Atherosclerosis is a multifaceted process that has been linked to endothelial dysfunction. Damage to endothelial cells, which may result from factors such as hypertension, hyperlipidemia, or smoking, results in abnormal expression of adhesion molecules. This, in turn, increases the binding of various leukocytes, particularly monocytes and T-lymphocytes, to the endothelial cells (Libby, Ridker, and Masari, 2002; Ruschitzka, Noll, and Luscher, 1997). Inflammatory mediators cause monocytes and T-lymphocytes to migrate into the intima of the vessel (Libby, Ridker, and Masari, 2002). Meanwhile, LDL move into the vessel wall at the site of injury and become oxidized. Subsequently, activated macrophages accumulate oxidized LDL, forming foam cells that are the base of the atherosclerotic plaque.
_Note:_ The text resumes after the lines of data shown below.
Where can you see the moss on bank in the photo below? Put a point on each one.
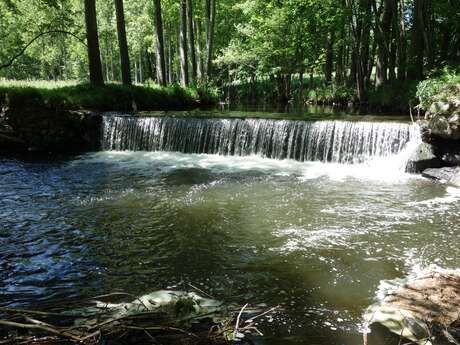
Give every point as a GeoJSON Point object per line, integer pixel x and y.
{"type": "Point", "coordinates": [396, 97]}
{"type": "Point", "coordinates": [109, 97]}
{"type": "Point", "coordinates": [442, 87]}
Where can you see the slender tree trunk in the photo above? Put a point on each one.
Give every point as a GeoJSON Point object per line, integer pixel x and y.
{"type": "Point", "coordinates": [199, 48]}
{"type": "Point", "coordinates": [122, 43]}
{"type": "Point", "coordinates": [161, 68]}
{"type": "Point", "coordinates": [415, 70]}
{"type": "Point", "coordinates": [140, 69]}
{"type": "Point", "coordinates": [383, 34]}
{"type": "Point", "coordinates": [94, 54]}
{"type": "Point", "coordinates": [339, 65]}
{"type": "Point", "coordinates": [183, 43]}
{"type": "Point", "coordinates": [191, 39]}
{"type": "Point", "coordinates": [402, 45]}
{"type": "Point", "coordinates": [170, 57]}
{"type": "Point", "coordinates": [210, 20]}
{"type": "Point", "coordinates": [329, 58]}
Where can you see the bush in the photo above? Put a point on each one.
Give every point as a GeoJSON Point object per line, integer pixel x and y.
{"type": "Point", "coordinates": [442, 86]}
{"type": "Point", "coordinates": [331, 94]}
{"type": "Point", "coordinates": [107, 97]}
{"type": "Point", "coordinates": [395, 96]}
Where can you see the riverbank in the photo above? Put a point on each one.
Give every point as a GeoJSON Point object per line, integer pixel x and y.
{"type": "Point", "coordinates": [64, 119]}
{"type": "Point", "coordinates": [440, 101]}
{"type": "Point", "coordinates": [395, 98]}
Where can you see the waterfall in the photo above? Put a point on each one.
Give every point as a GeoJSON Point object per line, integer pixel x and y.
{"type": "Point", "coordinates": [327, 141]}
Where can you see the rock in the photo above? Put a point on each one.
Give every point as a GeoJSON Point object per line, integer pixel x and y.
{"type": "Point", "coordinates": [441, 174]}
{"type": "Point", "coordinates": [444, 120]}
{"type": "Point", "coordinates": [55, 131]}
{"type": "Point", "coordinates": [451, 158]}
{"type": "Point", "coordinates": [9, 143]}
{"type": "Point", "coordinates": [423, 158]}
{"type": "Point", "coordinates": [455, 179]}
{"type": "Point", "coordinates": [422, 307]}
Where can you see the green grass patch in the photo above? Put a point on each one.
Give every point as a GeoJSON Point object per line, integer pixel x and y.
{"type": "Point", "coordinates": [105, 98]}
{"type": "Point", "coordinates": [442, 86]}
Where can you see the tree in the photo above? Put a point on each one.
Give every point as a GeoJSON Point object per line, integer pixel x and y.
{"type": "Point", "coordinates": [122, 43]}
{"type": "Point", "coordinates": [94, 54]}
{"type": "Point", "coordinates": [183, 43]}
{"type": "Point", "coordinates": [159, 40]}
{"type": "Point", "coordinates": [210, 21]}
{"type": "Point", "coordinates": [191, 39]}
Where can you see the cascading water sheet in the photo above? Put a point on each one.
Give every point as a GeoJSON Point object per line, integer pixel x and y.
{"type": "Point", "coordinates": [326, 141]}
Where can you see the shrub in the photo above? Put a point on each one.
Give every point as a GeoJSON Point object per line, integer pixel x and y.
{"type": "Point", "coordinates": [107, 97]}
{"type": "Point", "coordinates": [442, 86]}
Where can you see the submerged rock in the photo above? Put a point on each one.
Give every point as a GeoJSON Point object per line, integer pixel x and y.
{"type": "Point", "coordinates": [178, 304]}
{"type": "Point", "coordinates": [455, 179]}
{"type": "Point", "coordinates": [444, 120]}
{"type": "Point", "coordinates": [442, 174]}
{"type": "Point", "coordinates": [423, 158]}
{"type": "Point", "coordinates": [422, 308]}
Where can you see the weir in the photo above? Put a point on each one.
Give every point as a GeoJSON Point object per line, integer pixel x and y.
{"type": "Point", "coordinates": [326, 141]}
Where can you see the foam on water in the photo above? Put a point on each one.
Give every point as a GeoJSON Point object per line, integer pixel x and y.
{"type": "Point", "coordinates": [326, 141]}
{"type": "Point", "coordinates": [385, 169]}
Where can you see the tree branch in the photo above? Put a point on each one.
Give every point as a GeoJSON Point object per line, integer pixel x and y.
{"type": "Point", "coordinates": [21, 52]}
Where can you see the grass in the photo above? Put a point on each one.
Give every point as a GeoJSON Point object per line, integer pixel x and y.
{"type": "Point", "coordinates": [442, 86]}
{"type": "Point", "coordinates": [73, 96]}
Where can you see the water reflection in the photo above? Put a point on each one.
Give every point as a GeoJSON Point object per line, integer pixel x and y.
{"type": "Point", "coordinates": [241, 228]}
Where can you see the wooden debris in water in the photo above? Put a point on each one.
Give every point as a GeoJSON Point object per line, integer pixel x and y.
{"type": "Point", "coordinates": [424, 308]}
{"type": "Point", "coordinates": [166, 317]}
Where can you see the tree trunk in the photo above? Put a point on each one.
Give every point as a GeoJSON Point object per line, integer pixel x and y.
{"type": "Point", "coordinates": [199, 48]}
{"type": "Point", "coordinates": [329, 58]}
{"type": "Point", "coordinates": [122, 43]}
{"type": "Point", "coordinates": [415, 71]}
{"type": "Point", "coordinates": [402, 45]}
{"type": "Point", "coordinates": [94, 54]}
{"type": "Point", "coordinates": [183, 43]}
{"type": "Point", "coordinates": [161, 67]}
{"type": "Point", "coordinates": [191, 39]}
{"type": "Point", "coordinates": [210, 20]}
{"type": "Point", "coordinates": [383, 35]}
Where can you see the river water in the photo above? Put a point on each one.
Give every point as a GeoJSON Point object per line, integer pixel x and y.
{"type": "Point", "coordinates": [314, 237]}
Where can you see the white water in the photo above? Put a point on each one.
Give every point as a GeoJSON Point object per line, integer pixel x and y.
{"type": "Point", "coordinates": [325, 141]}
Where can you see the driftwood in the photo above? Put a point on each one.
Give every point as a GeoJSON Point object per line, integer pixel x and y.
{"type": "Point", "coordinates": [424, 308]}
{"type": "Point", "coordinates": [149, 325]}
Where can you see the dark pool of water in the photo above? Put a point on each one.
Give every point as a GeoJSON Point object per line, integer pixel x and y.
{"type": "Point", "coordinates": [314, 238]}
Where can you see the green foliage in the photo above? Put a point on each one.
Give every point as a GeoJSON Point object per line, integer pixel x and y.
{"type": "Point", "coordinates": [397, 96]}
{"type": "Point", "coordinates": [442, 86]}
{"type": "Point", "coordinates": [329, 94]}
{"type": "Point", "coordinates": [108, 97]}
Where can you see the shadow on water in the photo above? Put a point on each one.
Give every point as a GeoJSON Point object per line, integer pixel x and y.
{"type": "Point", "coordinates": [315, 238]}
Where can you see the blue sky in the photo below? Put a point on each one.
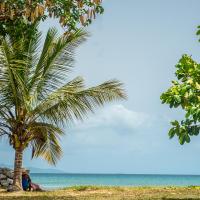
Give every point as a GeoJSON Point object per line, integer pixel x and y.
{"type": "Point", "coordinates": [138, 42]}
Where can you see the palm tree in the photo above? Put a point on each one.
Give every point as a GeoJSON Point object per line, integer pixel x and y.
{"type": "Point", "coordinates": [37, 98]}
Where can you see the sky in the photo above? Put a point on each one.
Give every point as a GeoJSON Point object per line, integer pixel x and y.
{"type": "Point", "coordinates": [138, 42]}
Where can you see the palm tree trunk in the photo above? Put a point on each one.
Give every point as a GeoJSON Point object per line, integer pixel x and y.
{"type": "Point", "coordinates": [17, 178]}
Another important component to the plaque’s development is proliferation and migration of smooth muscle cells to the intima of the vessel.
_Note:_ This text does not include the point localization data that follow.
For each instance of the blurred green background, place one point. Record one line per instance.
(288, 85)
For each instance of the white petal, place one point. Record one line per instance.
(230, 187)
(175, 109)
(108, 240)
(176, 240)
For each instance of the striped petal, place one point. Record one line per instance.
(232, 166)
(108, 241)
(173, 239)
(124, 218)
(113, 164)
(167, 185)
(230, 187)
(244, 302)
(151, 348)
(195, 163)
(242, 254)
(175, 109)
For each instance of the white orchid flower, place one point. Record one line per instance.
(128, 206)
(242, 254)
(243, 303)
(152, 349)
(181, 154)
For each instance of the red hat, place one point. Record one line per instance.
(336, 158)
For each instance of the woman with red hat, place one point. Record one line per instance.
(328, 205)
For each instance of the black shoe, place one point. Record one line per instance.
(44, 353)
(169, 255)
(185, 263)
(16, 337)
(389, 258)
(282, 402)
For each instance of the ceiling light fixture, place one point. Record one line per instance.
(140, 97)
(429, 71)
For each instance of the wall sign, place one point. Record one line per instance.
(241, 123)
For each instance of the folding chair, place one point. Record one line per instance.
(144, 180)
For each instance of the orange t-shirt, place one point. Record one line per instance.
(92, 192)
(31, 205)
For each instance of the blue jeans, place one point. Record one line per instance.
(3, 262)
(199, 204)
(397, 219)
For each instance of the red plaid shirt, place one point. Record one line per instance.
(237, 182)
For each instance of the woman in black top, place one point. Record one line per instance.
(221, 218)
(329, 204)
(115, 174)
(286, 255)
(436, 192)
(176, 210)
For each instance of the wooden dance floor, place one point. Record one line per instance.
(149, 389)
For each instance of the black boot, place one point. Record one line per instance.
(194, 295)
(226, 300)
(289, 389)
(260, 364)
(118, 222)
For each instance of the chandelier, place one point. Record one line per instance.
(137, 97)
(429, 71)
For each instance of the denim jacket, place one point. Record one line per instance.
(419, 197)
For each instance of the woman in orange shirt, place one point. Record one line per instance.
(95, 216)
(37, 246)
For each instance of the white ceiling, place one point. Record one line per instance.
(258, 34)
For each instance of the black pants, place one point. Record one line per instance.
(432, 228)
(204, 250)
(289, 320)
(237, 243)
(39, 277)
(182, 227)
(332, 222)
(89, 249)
In the early stages, remodeling of the vessel wall will accommodate the growing plaque with little change in the vessel lumen diameter (Glagov et al., 1987). Thus, blood flow may not be significantly altered at this time. As the plaque continues to grow, the vessel will narrow and stiffen progressively, increasing vascular resistance and potentially limiting coronary blood flow. Additionally, the reduced availability of NO and increased release of endothelin associated with atherosclerosis will offset the normal balance of vascular tone, causing greater vasoconstriction and a further increase in vascular resistance.
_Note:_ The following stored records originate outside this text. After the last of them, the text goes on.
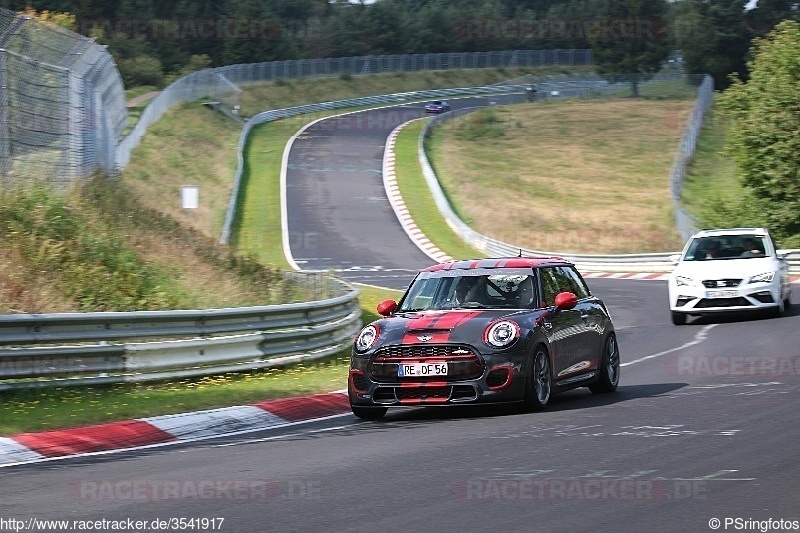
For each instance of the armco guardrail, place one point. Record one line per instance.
(171, 344)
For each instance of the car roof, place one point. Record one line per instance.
(501, 262)
(730, 231)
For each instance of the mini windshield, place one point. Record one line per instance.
(727, 247)
(470, 291)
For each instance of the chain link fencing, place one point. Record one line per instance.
(62, 103)
(685, 222)
(217, 83)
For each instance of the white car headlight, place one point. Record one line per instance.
(502, 333)
(766, 277)
(682, 281)
(367, 338)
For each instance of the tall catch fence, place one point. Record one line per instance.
(685, 222)
(62, 103)
(216, 83)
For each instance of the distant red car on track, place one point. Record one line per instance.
(492, 330)
(437, 106)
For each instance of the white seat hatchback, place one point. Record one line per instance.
(729, 270)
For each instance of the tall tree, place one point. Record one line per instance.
(713, 37)
(629, 41)
(764, 137)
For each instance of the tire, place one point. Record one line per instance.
(678, 319)
(368, 413)
(539, 387)
(609, 368)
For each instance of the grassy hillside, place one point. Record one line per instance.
(580, 176)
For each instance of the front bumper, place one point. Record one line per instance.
(701, 300)
(479, 378)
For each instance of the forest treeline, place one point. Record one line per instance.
(153, 41)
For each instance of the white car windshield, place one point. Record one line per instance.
(470, 291)
(722, 247)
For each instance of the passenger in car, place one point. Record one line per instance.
(712, 249)
(750, 249)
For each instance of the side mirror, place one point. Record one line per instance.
(565, 301)
(387, 307)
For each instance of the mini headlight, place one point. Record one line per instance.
(766, 277)
(502, 333)
(367, 338)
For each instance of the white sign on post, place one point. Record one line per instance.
(190, 196)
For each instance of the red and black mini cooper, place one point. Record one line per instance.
(495, 330)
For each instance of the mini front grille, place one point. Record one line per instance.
(422, 393)
(722, 302)
(462, 362)
(716, 283)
Even in the early stages of atherosclerosis, when vessel narrowing may be minimal, the plaque is vulnerable to rupture. Rupture of an atherosclerotic plaque, and subsequent thrombus formation, is one of the most common causes of acute myocardial infarction. When the plaque ruptures, collagen and various procoagulant factors released from the plaque are exposed to flowing blood, with several important consequences. First, platelets become activated, adhere to the vessel wall, and aggregate to begin the formation of a thrombus. Second, the release of procoagulant factors stimulates coagulation (see chapter 8 for a complete discussion of the process of coagulation). Platelets also transport fibrinogen to the injury site, where it can then be converted to fibrin. The fibrin matrix reinforces and strengthens the thrombus. The end result is the formation of a thrombus that may occlude flow through a coronary artery and result in a myocardial infarction.
Aerobic training can protect against atherosclerosis by maintaining normal endothelial cell function and NO release. Additionally, moderate aerobic exercise has been shown to improve endothelial cell function in patients with coronary artery disease (Edwards et al., 2004). The progression of atherosclerosis may be slowed or even reversed through lifestyle modification, including regular exercise and management of other risk factors, such as hypertension, hyperlipidemia, diabetes, smoking, and obesity. Further, positive adaptations in platelet activity, coagulation, and fibrinolysis associated with endurance training may reduce the chance of an acute cardiac event in patients with atherosclerotic disease.